Ao se investigar o texto
constitucional há de se perquirir se é possível
a limitação dos direitos fundamentais quando não
houver explícita previsão constitucional. A resposta se
impõe afirmativa eis que os direitos fundamentais são,
como regra geral, relativos. Afirmar o absolutismo dos direitos
fundamentais como regra geral é promover uma negação
geral dos próprios direitos fundamentais na medida em que o
exercício absoluto de um direito fundamental conduziria à
completa anulação dos direitos fundamentais de
terceiros. Exemplificando: se o direito fundamental de livre
manifestação do pensamento não pudesse sofrer
restrições, a ninguém seria dado o direito de
invocar a tranqüilidade de seu lar para impedir, por exemplo,
que alguém, usando amplificador de som, expusesse seu
pensamento a qualquer ora do dia ou da noite. É claro que os
direitos fundamentais exigem, para sua interpretação,
uma compatibilização para se evitar colidência
insuperável, pois os direitos fundamentais terão,
necessariamente momentos de colisão mas que devem ser
resolvidos sem sua anulação. Aí reside o
relativismo dos direitos fundamentais.
Quando a relativização
dos direitos fundamentais vem expressamente prevista no texto
constitucional, isso não gera qualquer dificuldade para o
intérprete uma vez que a taxatividade constitucional supera
qualquer dúvida quanto ao problema. A dúvida surge, no
entanto, naquelas hipóteses em que o constituinte não
contemplou a possibilidade de limitação ao direito
fundamental de forma expressa, cabendo ao intérprete, nesses
casos, buscar a solução à luz da hermenêutica
constitucional, que nem sempre é de fácil compreensão.
Uma coisa é certa, porém:
a ausência de previsão constitucional expressa não
pode ser interpretada como impossibilidade de limitação.
A limitação pode ocorrer nesses casos, desde que
pautada em balizas seguras que darão ao intérprete
constitucional elementos delimitadores para justificar a limitação
de um direito fundamental.
Inicialmente deve ser identificada a
motivação hábil a justificar a limitação
de um direito fundamental.

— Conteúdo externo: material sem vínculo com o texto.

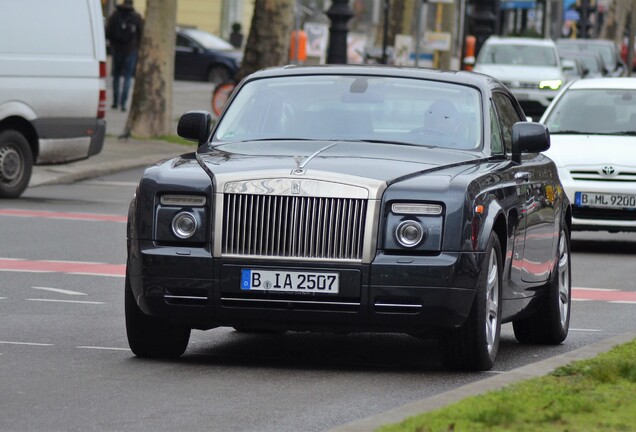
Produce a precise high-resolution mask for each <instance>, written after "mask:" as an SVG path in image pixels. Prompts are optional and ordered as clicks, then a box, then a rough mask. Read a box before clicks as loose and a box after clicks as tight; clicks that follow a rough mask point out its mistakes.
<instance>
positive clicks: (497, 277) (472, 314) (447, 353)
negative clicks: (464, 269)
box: [439, 233, 503, 371]
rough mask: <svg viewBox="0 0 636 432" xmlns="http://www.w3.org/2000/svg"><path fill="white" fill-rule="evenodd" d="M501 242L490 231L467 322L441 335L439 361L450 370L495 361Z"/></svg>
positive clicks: (473, 367)
mask: <svg viewBox="0 0 636 432" xmlns="http://www.w3.org/2000/svg"><path fill="white" fill-rule="evenodd" d="M501 260H502V258H501V245H500V244H499V239H498V238H497V236H496V235H495V234H494V233H491V234H490V238H489V239H488V246H487V247H486V255H485V257H484V262H483V264H482V268H481V271H480V274H479V281H478V284H477V292H476V293H475V299H474V300H473V305H472V308H471V311H470V314H469V315H468V318H467V319H466V322H465V323H464V324H463V325H462V326H461V327H459V328H457V329H452V330H450V331H446V332H444V333H443V334H441V335H440V336H441V337H440V339H439V342H440V348H441V351H442V362H443V364H444V366H445V367H446V368H447V369H451V370H471V371H481V370H489V369H491V368H492V367H493V365H494V364H495V358H496V357H497V351H498V350H499V334H500V332H501V288H502V287H501V284H502V272H503V266H502V263H501Z"/></svg>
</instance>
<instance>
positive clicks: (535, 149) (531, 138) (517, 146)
mask: <svg viewBox="0 0 636 432" xmlns="http://www.w3.org/2000/svg"><path fill="white" fill-rule="evenodd" d="M549 148H550V132H549V131H548V128H547V127H546V126H545V125H544V124H541V123H530V122H517V123H515V124H514V125H512V161H513V162H516V163H521V155H522V154H523V153H539V152H542V151H546V150H547V149H549Z"/></svg>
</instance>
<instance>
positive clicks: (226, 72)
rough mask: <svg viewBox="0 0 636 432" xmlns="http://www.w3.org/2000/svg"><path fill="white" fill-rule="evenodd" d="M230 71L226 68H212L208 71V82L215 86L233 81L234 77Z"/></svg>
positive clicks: (211, 67) (206, 80) (228, 69)
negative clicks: (225, 82) (214, 85)
mask: <svg viewBox="0 0 636 432" xmlns="http://www.w3.org/2000/svg"><path fill="white" fill-rule="evenodd" d="M230 75H231V74H230V71H229V69H228V68H226V67H225V66H220V65H216V66H211V67H210V69H208V74H207V76H206V81H207V82H211V83H213V84H215V85H217V84H222V83H224V82H230V81H232V77H231V76H230Z"/></svg>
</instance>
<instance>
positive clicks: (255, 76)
mask: <svg viewBox="0 0 636 432" xmlns="http://www.w3.org/2000/svg"><path fill="white" fill-rule="evenodd" d="M299 75H367V76H387V77H396V78H416V79H427V80H433V81H444V82H449V83H456V84H464V85H470V86H474V87H478V88H481V89H482V90H484V91H485V90H487V89H489V90H492V89H494V88H499V89H506V87H505V86H504V85H503V84H501V83H500V82H499V81H498V80H497V79H495V78H493V77H491V76H489V75H485V74H481V73H477V72H467V71H446V70H439V69H432V68H415V67H399V66H386V65H331V64H327V65H311V66H304V65H286V66H277V67H272V68H268V69H263V70H261V71H259V72H255V73H254V74H252V75H250V77H249V79H258V78H266V77H278V76H299Z"/></svg>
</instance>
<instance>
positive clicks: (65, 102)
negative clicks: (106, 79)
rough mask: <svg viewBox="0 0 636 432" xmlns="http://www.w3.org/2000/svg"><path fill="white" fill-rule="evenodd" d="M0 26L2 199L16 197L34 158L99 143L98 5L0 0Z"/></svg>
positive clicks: (19, 194) (92, 151)
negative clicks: (4, 2) (62, 4)
mask: <svg viewBox="0 0 636 432" xmlns="http://www.w3.org/2000/svg"><path fill="white" fill-rule="evenodd" d="M0 28H1V29H2V34H3V35H4V37H2V38H0V198H18V197H20V196H21V195H22V193H23V192H24V191H25V189H26V188H27V186H28V185H29V181H30V179H31V173H32V169H33V165H45V164H63V163H67V162H72V161H76V160H81V159H86V158H88V157H91V156H94V155H96V154H98V153H99V152H101V150H102V147H103V145H104V137H105V134H106V119H105V114H106V41H105V37H104V27H103V16H102V5H101V3H100V2H99V1H98V0H67V1H66V2H64V5H61V4H59V3H58V2H51V1H48V0H34V1H29V2H24V1H21V2H15V3H12V4H11V5H10V6H9V5H8V4H5V5H4V7H3V10H2V13H0ZM27 29H28V30H27ZM60 29H63V31H61V30H60ZM11 35H12V36H11Z"/></svg>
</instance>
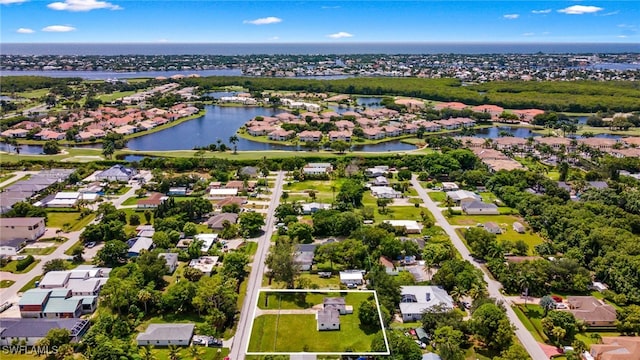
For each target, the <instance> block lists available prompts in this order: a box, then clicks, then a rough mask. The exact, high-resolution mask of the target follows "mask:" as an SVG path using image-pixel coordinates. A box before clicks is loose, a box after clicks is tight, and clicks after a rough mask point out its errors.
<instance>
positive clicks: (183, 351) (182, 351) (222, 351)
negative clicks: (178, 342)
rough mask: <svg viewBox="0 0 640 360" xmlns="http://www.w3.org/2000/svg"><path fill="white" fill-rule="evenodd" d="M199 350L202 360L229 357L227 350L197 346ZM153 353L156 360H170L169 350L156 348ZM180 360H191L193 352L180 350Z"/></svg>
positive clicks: (220, 348)
mask: <svg viewBox="0 0 640 360" xmlns="http://www.w3.org/2000/svg"><path fill="white" fill-rule="evenodd" d="M197 348H198V349H199V350H200V358H201V359H212V360H222V359H224V358H225V356H227V355H229V349H227V348H214V347H204V346H197ZM218 351H220V352H218ZM152 353H153V354H154V355H155V359H156V360H169V349H168V348H154V349H153V350H152ZM180 358H181V359H191V351H190V349H189V348H188V347H184V348H182V349H180Z"/></svg>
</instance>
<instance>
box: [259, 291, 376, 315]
mask: <svg viewBox="0 0 640 360" xmlns="http://www.w3.org/2000/svg"><path fill="white" fill-rule="evenodd" d="M341 296H342V297H344V298H345V303H346V304H347V305H352V306H353V307H354V311H355V309H356V307H357V306H359V305H360V303H361V302H363V301H366V300H367V299H368V298H369V297H370V296H373V294H372V293H370V292H368V291H366V292H361V293H357V292H348V293H340V292H327V293H319V292H310V293H307V292H304V291H300V292H293V293H292V292H272V291H263V292H261V293H260V295H259V297H258V308H259V309H270V310H277V309H309V308H311V307H313V306H314V305H318V304H322V301H323V299H324V298H325V297H341Z"/></svg>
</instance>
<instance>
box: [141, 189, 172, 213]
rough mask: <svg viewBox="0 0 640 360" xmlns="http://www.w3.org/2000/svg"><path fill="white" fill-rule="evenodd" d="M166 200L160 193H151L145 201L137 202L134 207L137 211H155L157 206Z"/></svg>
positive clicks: (158, 205) (144, 199) (157, 206)
mask: <svg viewBox="0 0 640 360" xmlns="http://www.w3.org/2000/svg"><path fill="white" fill-rule="evenodd" d="M166 199H167V197H166V196H164V195H163V194H161V193H153V194H151V195H150V196H149V197H148V198H146V199H141V200H138V204H137V205H136V207H137V208H138V209H139V210H142V209H155V208H157V207H158V206H160V204H162V202H163V201H165V200H166Z"/></svg>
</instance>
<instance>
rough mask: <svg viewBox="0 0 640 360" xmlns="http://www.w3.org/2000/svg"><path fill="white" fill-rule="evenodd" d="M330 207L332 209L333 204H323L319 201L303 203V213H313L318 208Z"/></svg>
mask: <svg viewBox="0 0 640 360" xmlns="http://www.w3.org/2000/svg"><path fill="white" fill-rule="evenodd" d="M329 209H331V204H323V203H318V202H312V203H306V204H302V214H303V215H311V214H314V213H315V212H316V211H318V210H329Z"/></svg>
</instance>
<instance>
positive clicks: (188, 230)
mask: <svg viewBox="0 0 640 360" xmlns="http://www.w3.org/2000/svg"><path fill="white" fill-rule="evenodd" d="M182 232H183V233H184V236H187V237H192V236H193V235H195V234H197V233H198V228H197V227H196V224H194V223H192V222H187V223H185V224H184V226H183V227H182Z"/></svg>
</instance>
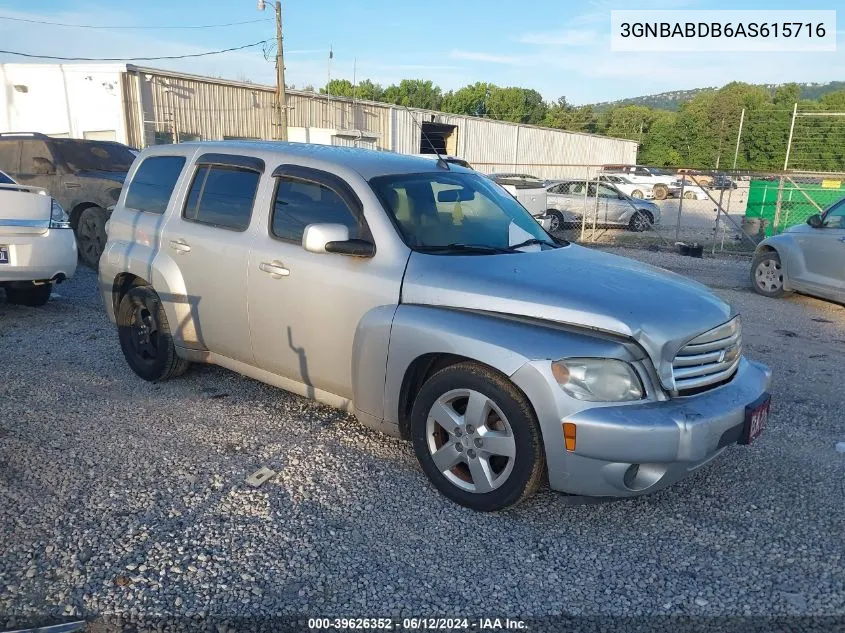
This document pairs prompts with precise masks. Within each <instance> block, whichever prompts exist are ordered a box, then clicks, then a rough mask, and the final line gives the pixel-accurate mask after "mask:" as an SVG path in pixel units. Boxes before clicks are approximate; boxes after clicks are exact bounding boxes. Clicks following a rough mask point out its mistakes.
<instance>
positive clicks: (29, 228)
mask: <svg viewBox="0 0 845 633" xmlns="http://www.w3.org/2000/svg"><path fill="white" fill-rule="evenodd" d="M76 259H77V253H76V240H75V239H74V236H73V230H72V229H71V227H70V220H69V218H68V216H67V214H66V213H65V211H64V209H62V207H61V205H60V204H59V203H58V202H56V200H54V199H53V198H51V197H50V196H49V195H47V192H46V191H45V190H44V189H41V188H39V187H26V186H23V185H19V184H17V183H16V182H15V181H14V180H12V178H11V177H9V176H8V175H6V174H5V173H3V172H0V287H2V288H3V289H4V290H5V291H6V299H7V300H8V301H9V303H14V304H18V305H25V306H41V305H44V304H45V303H47V301H48V300H49V299H50V292H51V291H52V289H53V284H54V283H61V282H62V281H64V280H65V279H69V278H70V277H72V276H73V274H74V273H75V272H76Z"/></svg>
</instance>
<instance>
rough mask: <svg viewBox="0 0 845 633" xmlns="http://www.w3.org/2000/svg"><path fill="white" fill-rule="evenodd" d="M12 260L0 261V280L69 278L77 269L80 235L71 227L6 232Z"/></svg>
mask: <svg viewBox="0 0 845 633" xmlns="http://www.w3.org/2000/svg"><path fill="white" fill-rule="evenodd" d="M0 245H2V246H7V247H8V248H9V263H8V264H0V283H8V282H27V281H47V280H52V279H69V278H70V277H73V275H74V273H75V272H76V261H77V253H76V239H75V238H74V235H73V231H71V230H70V229H45V230H44V232H42V233H37V234H3V235H0Z"/></svg>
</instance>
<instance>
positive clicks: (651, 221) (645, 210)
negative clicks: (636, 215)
mask: <svg viewBox="0 0 845 633" xmlns="http://www.w3.org/2000/svg"><path fill="white" fill-rule="evenodd" d="M638 213H642V214H643V215H644V216H645V217H646V218H648V223H649V224H654V216H653V215H652V214H651V211H646V210H645V209H634V213H633V214H632V215H631V217H634V216H635V215H637V214H638Z"/></svg>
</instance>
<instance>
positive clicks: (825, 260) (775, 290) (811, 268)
mask: <svg viewBox="0 0 845 633" xmlns="http://www.w3.org/2000/svg"><path fill="white" fill-rule="evenodd" d="M751 283H752V284H753V285H754V290H756V291H757V292H759V293H760V294H761V295H765V296H767V297H779V296H782V295H784V294H785V293H787V292H792V291H795V292H803V293H805V294H809V295H814V296H816V297H822V298H824V299H831V300H833V301H837V302H840V303H845V198H842V199H841V200H839V201H837V202H835V203H834V204H832V205H831V206H830V207H828V208H827V209H826V210H825V211H824V212H823V213H820V214H816V215H812V216H810V217H809V218H807V223H806V224H801V225H798V226H793V227H790V228H788V229H787V230H786V231H784V232H783V233H781V234H780V235H774V236H772V237H770V238H768V239H766V240H763V241H762V242H761V243H760V245H759V246H758V247H757V252H756V253H755V255H754V262H753V264H752V265H751Z"/></svg>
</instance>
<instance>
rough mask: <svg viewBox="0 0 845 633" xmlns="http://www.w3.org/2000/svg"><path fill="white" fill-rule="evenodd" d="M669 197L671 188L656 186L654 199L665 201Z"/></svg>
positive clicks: (654, 193)
mask: <svg viewBox="0 0 845 633" xmlns="http://www.w3.org/2000/svg"><path fill="white" fill-rule="evenodd" d="M668 197H669V187H667V186H666V185H654V199H655V200H665V199H666V198H668Z"/></svg>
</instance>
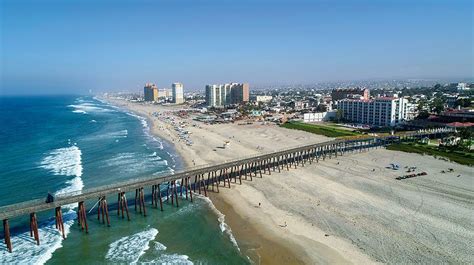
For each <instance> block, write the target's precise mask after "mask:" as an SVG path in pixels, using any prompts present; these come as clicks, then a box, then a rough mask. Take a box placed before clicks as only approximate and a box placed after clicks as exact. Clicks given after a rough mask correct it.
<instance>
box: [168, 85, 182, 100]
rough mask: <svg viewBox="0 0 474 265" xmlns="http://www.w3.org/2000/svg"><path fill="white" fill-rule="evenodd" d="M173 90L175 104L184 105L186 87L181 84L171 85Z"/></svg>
mask: <svg viewBox="0 0 474 265" xmlns="http://www.w3.org/2000/svg"><path fill="white" fill-rule="evenodd" d="M171 90H172V93H173V103H175V104H182V103H184V87H183V84H181V83H173V84H172V85H171Z"/></svg>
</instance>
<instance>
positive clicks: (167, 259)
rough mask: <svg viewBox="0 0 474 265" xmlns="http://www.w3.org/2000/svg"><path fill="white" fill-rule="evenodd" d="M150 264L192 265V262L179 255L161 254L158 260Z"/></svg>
mask: <svg viewBox="0 0 474 265" xmlns="http://www.w3.org/2000/svg"><path fill="white" fill-rule="evenodd" d="M150 263H151V264H162V265H171V264H173V265H174V264H179V265H192V264H193V262H192V261H190V260H189V257H188V256H186V255H179V254H162V255H161V256H160V257H159V258H158V259H156V260H153V261H152V262H150Z"/></svg>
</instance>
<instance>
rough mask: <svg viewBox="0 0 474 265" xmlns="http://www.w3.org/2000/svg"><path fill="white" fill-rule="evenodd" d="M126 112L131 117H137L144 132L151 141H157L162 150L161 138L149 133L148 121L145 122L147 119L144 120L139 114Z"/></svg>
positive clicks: (143, 117) (156, 141) (162, 143)
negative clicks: (152, 134) (136, 114)
mask: <svg viewBox="0 0 474 265" xmlns="http://www.w3.org/2000/svg"><path fill="white" fill-rule="evenodd" d="M126 113H127V114H128V115H130V116H132V117H135V118H137V119H139V120H140V122H141V124H142V126H143V128H144V132H145V134H146V135H147V136H148V137H149V138H150V139H152V140H153V141H155V142H157V143H159V144H160V147H159V148H160V149H162V150H163V148H164V147H163V141H161V139H159V138H157V137H155V136H154V135H152V134H151V133H150V127H148V122H147V120H146V119H145V118H144V117H142V116H139V115H136V114H134V113H131V112H126Z"/></svg>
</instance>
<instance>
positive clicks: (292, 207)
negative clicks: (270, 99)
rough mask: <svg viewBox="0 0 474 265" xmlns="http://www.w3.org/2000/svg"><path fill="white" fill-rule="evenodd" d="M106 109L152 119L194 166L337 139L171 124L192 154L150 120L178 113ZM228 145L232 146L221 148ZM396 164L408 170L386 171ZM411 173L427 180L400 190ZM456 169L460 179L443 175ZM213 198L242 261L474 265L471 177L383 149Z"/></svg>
mask: <svg viewBox="0 0 474 265" xmlns="http://www.w3.org/2000/svg"><path fill="white" fill-rule="evenodd" d="M108 100H109V101H110V102H111V103H112V104H114V105H117V106H122V107H126V108H128V109H130V110H132V111H133V112H135V113H137V114H140V115H143V116H146V117H148V119H149V120H150V121H151V124H152V125H151V127H152V132H153V133H154V134H155V135H157V136H159V137H161V138H163V139H166V140H168V141H170V142H172V143H173V144H174V145H175V147H176V150H177V152H178V153H179V154H180V155H181V157H182V158H183V159H184V162H185V163H186V165H187V166H193V165H201V164H207V163H216V162H222V161H225V160H229V159H233V158H239V157H244V156H249V155H254V154H258V153H263V152H270V151H273V150H278V149H282V148H286V147H291V146H296V145H301V144H309V143H316V142H322V141H327V140H330V139H331V138H327V137H323V136H319V135H314V134H309V133H306V132H302V131H295V130H288V129H285V128H280V127H278V126H275V125H264V124H261V123H255V124H252V125H237V124H217V125H205V124H203V123H199V122H194V121H191V119H190V118H189V117H187V118H178V117H177V116H175V115H173V114H167V115H169V116H173V117H175V119H176V120H182V121H186V122H187V123H188V126H187V127H186V130H188V131H190V132H192V134H191V136H190V138H191V139H192V141H193V143H194V144H193V145H192V146H188V145H186V144H185V142H184V141H182V140H179V137H178V134H177V133H176V132H175V130H174V127H173V126H172V125H170V124H169V122H168V121H166V120H163V119H161V118H156V117H153V116H152V115H151V113H153V112H156V111H158V112H161V113H163V112H168V111H170V110H171V111H172V110H177V109H179V108H180V107H178V106H157V105H147V104H139V103H130V102H126V101H122V100H111V99H108ZM189 124H198V126H196V127H193V126H189ZM225 141H229V142H230V144H229V145H228V146H227V147H226V148H222V146H223V143H224V142H225ZM390 163H398V164H400V165H401V169H400V170H398V171H396V170H392V169H390V168H387V167H388V166H389V164H390ZM405 166H416V167H417V170H416V172H422V171H425V172H427V173H428V175H427V176H420V177H417V178H412V179H407V180H402V181H399V180H395V177H397V176H399V175H403V174H405V172H404V171H405V170H406V169H404V167H405ZM448 168H453V169H454V172H451V173H441V171H442V170H447V169H448ZM458 175H460V176H459V177H458ZM210 197H211V199H212V200H213V202H214V204H215V205H216V207H217V208H218V209H219V210H220V211H221V212H223V213H224V214H225V215H226V222H227V223H228V224H229V226H230V227H231V228H232V231H233V233H234V235H235V237H236V238H237V240H238V242H239V243H240V244H242V245H243V248H241V249H242V251H243V252H244V254H246V255H248V256H249V257H251V258H252V259H253V260H255V261H257V262H258V261H260V263H261V264H298V263H305V264H329V263H331V264H335V263H337V264H350V263H353V264H362V263H363V264H370V263H379V262H381V263H414V262H420V263H473V262H474V259H473V257H472V255H471V253H472V252H473V248H472V239H473V238H474V228H473V215H472V205H473V202H474V185H473V174H472V168H470V167H467V166H462V165H458V164H455V163H450V162H447V161H442V160H438V159H435V158H433V157H429V156H422V155H418V154H407V153H402V152H395V151H388V150H385V149H378V150H373V151H370V152H365V153H357V154H347V155H344V156H340V157H338V158H336V159H330V160H329V159H328V160H326V161H320V162H319V163H313V164H312V165H309V164H306V165H305V167H298V169H290V171H286V170H284V171H282V172H281V173H278V172H272V174H271V176H270V175H264V176H263V178H261V179H260V178H254V180H253V181H245V182H244V184H243V185H232V187H231V189H228V188H225V189H221V192H220V193H219V194H212V195H211V196H210ZM259 203H261V206H260V207H259V206H258V204H259Z"/></svg>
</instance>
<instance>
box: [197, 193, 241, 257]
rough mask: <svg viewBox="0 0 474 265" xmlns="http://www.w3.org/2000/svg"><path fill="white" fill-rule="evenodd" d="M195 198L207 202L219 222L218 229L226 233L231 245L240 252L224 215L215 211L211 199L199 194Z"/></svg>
mask: <svg viewBox="0 0 474 265" xmlns="http://www.w3.org/2000/svg"><path fill="white" fill-rule="evenodd" d="M195 196H196V197H198V198H200V199H202V200H204V201H205V202H207V204H208V205H209V207H211V209H212V211H214V213H215V214H216V215H217V220H218V221H219V228H220V229H221V232H222V233H226V234H227V235H228V236H229V239H230V241H231V242H232V244H234V246H235V247H236V248H237V250H238V251H239V252H240V248H239V245H238V244H237V240H236V239H235V237H234V235H233V234H232V229H231V228H230V226H229V225H228V224H226V222H225V215H224V214H223V213H221V212H220V211H219V210H217V208H216V207H215V206H214V204H213V203H212V201H211V199H209V198H208V197H205V196H203V195H199V194H196V195H195Z"/></svg>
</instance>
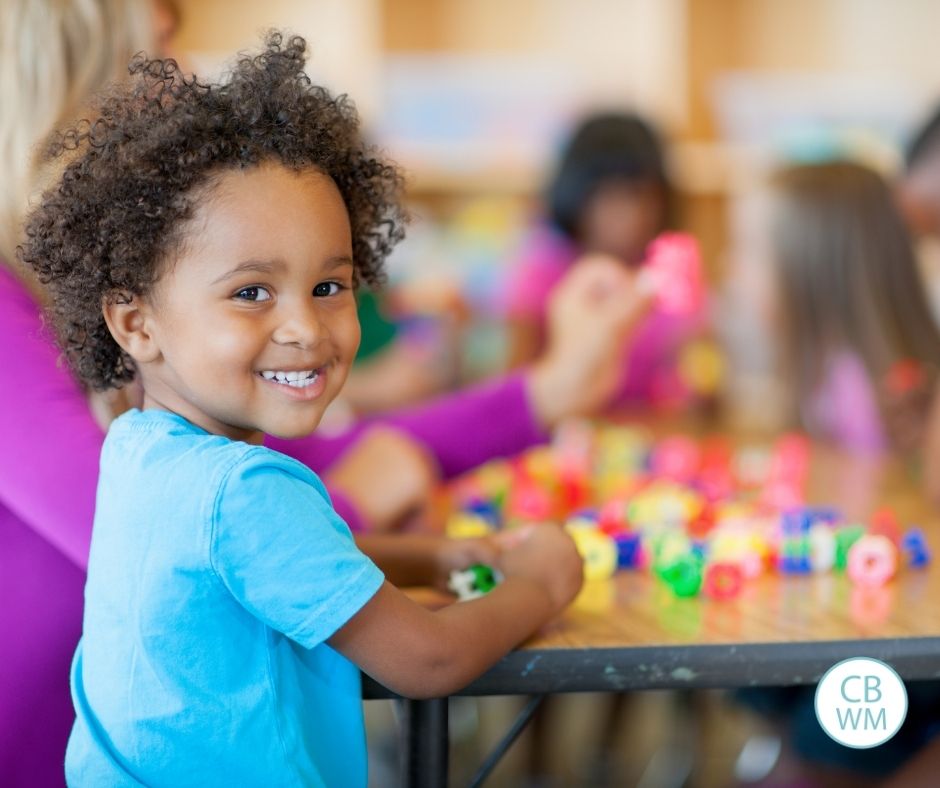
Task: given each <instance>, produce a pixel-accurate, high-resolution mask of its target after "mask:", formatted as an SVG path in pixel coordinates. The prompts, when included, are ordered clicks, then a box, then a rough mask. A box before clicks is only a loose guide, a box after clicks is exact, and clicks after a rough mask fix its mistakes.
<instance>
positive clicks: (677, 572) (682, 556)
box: [659, 554, 702, 597]
mask: <svg viewBox="0 0 940 788" xmlns="http://www.w3.org/2000/svg"><path fill="white" fill-rule="evenodd" d="M659 576H660V577H661V578H662V579H663V580H664V581H665V582H666V584H667V585H668V586H669V587H670V588H671V589H672V590H673V593H674V594H675V595H676V596H683V597H686V596H695V595H696V594H697V593H698V592H699V589H700V588H701V587H702V562H701V561H700V560H699V559H698V558H696V557H695V556H694V555H691V554H690V555H686V556H682V557H681V558H677V559H676V560H674V561H673V562H672V563H671V564H668V565H666V566H663V567H662V568H661V569H660V571H659Z"/></svg>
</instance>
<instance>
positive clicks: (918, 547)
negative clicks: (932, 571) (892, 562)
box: [901, 528, 930, 568]
mask: <svg viewBox="0 0 940 788" xmlns="http://www.w3.org/2000/svg"><path fill="white" fill-rule="evenodd" d="M901 549H902V550H903V551H904V555H905V557H906V558H907V564H908V566H912V567H916V568H920V567H923V566H927V564H929V563H930V548H929V547H928V546H927V538H926V537H925V536H924V532H923V531H922V530H921V529H920V528H909V529H908V530H907V532H906V533H905V534H904V536H903V537H902V538H901Z"/></svg>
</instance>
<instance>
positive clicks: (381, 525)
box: [324, 427, 438, 533]
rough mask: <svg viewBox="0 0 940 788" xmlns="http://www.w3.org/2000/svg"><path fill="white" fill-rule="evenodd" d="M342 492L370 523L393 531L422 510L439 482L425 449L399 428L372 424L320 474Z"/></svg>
mask: <svg viewBox="0 0 940 788" xmlns="http://www.w3.org/2000/svg"><path fill="white" fill-rule="evenodd" d="M324 478H325V479H326V481H327V482H328V484H329V486H330V487H332V488H333V489H335V490H337V491H338V492H341V493H343V494H344V495H346V496H347V497H348V498H349V499H350V501H351V502H352V503H353V505H354V506H355V507H356V509H357V510H358V512H359V513H360V514H361V515H362V517H363V519H364V520H365V521H366V523H368V525H369V527H370V528H371V529H372V530H374V531H377V532H380V533H381V532H384V531H389V530H394V529H395V528H397V527H399V526H400V525H401V524H402V523H403V522H404V521H405V520H407V519H409V518H410V517H411V516H413V515H415V514H418V513H419V512H421V511H422V510H423V509H424V508H425V507H426V506H427V504H428V502H429V500H430V497H431V492H432V490H433V489H434V486H435V485H436V484H437V482H438V473H437V470H436V467H435V465H434V462H433V461H432V459H431V458H430V456H429V454H428V452H427V451H426V450H425V449H424V447H422V446H420V445H419V444H418V443H416V442H415V441H413V440H411V439H410V438H409V437H407V436H406V435H404V434H402V433H401V432H399V431H397V430H394V429H390V428H388V427H373V428H372V429H370V430H369V431H368V432H366V433H365V434H364V435H363V436H362V437H361V438H360V439H359V440H358V441H357V442H356V443H355V444H354V445H353V447H352V448H351V449H349V451H347V452H346V453H345V454H344V455H343V456H342V458H340V460H339V461H338V462H337V463H335V464H334V465H333V466H331V467H330V470H329V471H328V472H327V473H326V474H324Z"/></svg>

Aqui solução é
facilmente estabelecida pelo intérprete na medida em que o
direito fundamental poderá ser limitado com vista à
preservação de outro direito fundamental ou de um
interesse coletivo.
Outro elemento, este sim mais
complexo, que deve ser atendido pelo intérprete reside no
seguinte questionamento: até que ponto um direito fundamental
pode sofrer restrições?
Aqui temos que investigar o princípio
da proporcionalidade em seu critério de razoabilidade. Toda
norma constitucional, quando sofre limitações deve
preservar seu núcleo central. Quando o texto magno informa, em
seu art. 9°, § 2°, que o trabalhador em greve será
punido quando incorrer em abuso, é evidente que o legislador
infraconstitucional, ao editar a lei referida não pode punir o
grevista por todo e qualquer ato que repute, a seu juízo,
abusivo. O juízo de avaliação do que é
abusivo deve ser feito preservando o núcleo essencial da
constituição sobre o tema, que é o direito de
fazer greve. E como isso será alcançado? Promovendo um
juízo de razoabilidade com o objetivo de que a norma
regulamentadora proporcione os meios hábeis a se alcançar
os fins constitucionais (princípio da proporcionalidade pelo
critério da razoabilidade).
Com essas rápidas considerações
conclui-se que: os direitos fundamentais, como regra geral, podem
sofrer limitações e tais ao serem exercitadas dever
respeitar o princípio da proporcionalidade. Em apertada
síntese: os limites impostos aos direitos fundamentais são
limitados pelo princípio da proporcionalidade a fim de
preservação do conteúdo nuclear da norma
constitucional.
Em razão disso, se discute a
possibilidade de relativização da garantia
constitucional de inadmissibilidade das provas ilícitas.
3. Da proteção
constitucional das provas ilícitas
Reza o art. 5°, inc. LXVI, da CF que: “São inadmissíveis, no processo, as provas obtidas por meio ilícito;”.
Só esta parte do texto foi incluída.